Mas ás vezes rolam uns choques de realidade curiosos quando a gente menos espera, nos lançando em espirais de pensamentos e conexões que vão gerando questionamentos sobre tudo. No meu caso, ao falar com um amigo, ele soltou o clichê de “errar é humano”, e por algum motivo a frase virou um verdadeiro acidente nas minhas vias cognitivas.
Tenho certeza, inclusive, que não foi a primeira vez que ouvi ela! Mas acho que ando um pouco mais reflexivo sobre muitas coisas, inclusive sobre minha relação com quem cria as coisas que gosto — o que levou a frase a ter um impacto suficientemente grande para eu decidir tirar a poeira do meu médium (ou criar um Substack, depende do que eu decidir quando a escrita acabar).
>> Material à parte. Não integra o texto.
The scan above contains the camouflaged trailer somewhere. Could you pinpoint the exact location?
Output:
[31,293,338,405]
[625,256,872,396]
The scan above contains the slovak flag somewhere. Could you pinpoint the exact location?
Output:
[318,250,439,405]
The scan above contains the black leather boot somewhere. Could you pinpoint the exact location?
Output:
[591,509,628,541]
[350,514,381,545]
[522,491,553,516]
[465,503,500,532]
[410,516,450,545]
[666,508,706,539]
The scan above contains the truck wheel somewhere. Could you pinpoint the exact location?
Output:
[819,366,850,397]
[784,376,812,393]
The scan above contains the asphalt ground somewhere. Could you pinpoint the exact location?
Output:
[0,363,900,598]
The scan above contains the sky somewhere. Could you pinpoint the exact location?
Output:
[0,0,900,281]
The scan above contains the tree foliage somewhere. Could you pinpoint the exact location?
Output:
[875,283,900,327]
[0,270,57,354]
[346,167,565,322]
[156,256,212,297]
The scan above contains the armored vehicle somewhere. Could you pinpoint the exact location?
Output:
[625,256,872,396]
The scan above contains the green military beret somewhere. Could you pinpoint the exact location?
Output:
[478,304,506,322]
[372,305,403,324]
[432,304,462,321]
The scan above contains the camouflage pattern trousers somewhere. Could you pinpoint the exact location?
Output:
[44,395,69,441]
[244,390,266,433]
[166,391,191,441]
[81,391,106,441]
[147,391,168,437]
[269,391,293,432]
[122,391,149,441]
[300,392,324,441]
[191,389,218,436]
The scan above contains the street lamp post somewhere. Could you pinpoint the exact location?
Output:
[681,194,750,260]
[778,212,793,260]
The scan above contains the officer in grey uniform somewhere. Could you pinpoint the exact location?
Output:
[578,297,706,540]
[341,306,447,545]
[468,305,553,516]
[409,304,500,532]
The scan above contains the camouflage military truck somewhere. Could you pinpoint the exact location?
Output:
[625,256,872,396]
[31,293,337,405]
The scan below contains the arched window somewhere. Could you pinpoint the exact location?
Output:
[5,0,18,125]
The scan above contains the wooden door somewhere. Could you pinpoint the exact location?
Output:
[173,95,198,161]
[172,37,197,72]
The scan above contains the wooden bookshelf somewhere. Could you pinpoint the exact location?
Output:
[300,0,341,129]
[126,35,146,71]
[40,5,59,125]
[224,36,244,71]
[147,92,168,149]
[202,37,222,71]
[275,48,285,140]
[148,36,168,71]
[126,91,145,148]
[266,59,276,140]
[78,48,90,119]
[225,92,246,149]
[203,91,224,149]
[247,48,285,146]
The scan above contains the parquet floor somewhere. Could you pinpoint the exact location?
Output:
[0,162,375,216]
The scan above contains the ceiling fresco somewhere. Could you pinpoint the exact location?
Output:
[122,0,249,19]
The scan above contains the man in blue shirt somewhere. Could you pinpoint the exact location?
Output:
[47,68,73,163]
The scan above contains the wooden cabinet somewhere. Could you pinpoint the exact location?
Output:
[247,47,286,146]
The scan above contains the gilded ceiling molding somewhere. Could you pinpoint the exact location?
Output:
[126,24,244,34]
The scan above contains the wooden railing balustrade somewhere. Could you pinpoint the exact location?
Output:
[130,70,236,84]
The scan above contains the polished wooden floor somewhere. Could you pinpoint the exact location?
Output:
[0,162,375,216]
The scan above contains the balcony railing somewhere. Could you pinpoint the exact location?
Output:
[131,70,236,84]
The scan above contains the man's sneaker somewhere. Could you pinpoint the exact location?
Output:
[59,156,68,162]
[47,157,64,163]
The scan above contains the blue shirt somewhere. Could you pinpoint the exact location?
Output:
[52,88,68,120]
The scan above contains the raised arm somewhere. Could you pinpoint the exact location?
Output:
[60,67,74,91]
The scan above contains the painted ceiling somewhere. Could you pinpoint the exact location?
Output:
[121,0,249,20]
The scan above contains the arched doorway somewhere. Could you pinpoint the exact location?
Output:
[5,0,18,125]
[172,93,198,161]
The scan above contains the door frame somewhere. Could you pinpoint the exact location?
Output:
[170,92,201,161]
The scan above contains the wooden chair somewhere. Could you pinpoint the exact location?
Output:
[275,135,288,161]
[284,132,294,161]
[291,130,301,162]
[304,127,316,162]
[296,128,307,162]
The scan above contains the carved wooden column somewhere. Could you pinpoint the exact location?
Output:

Relações parassociais, épocas e “humanidade”
Há muitos anos atrás, acho que lá por 2012 quando eu ainda estava no segundo ano do ensino médio, lembro de ter entrado em uma discussão um tanto intensa com um amigo sobre a escravidão. Eu, em minha imensa ignorância adolescente, afirmava que nos séculos antes da abolição a pratica era “normal”, enquanto o meu colega, mais velho e com muita paciência, afirmava que esse nunca foi o caso.
Doze anos depois é fácil entender o quão errado eu estava. Afirmar que uma prática cruel e desumana era “normal" implica que as pessoas eram diferentes, sendo que não. Somos a mesma espécie até hoje, e a luta por direitos sempre esteve ali presente — mesmo que quem tivesse o poder não estivesse nela.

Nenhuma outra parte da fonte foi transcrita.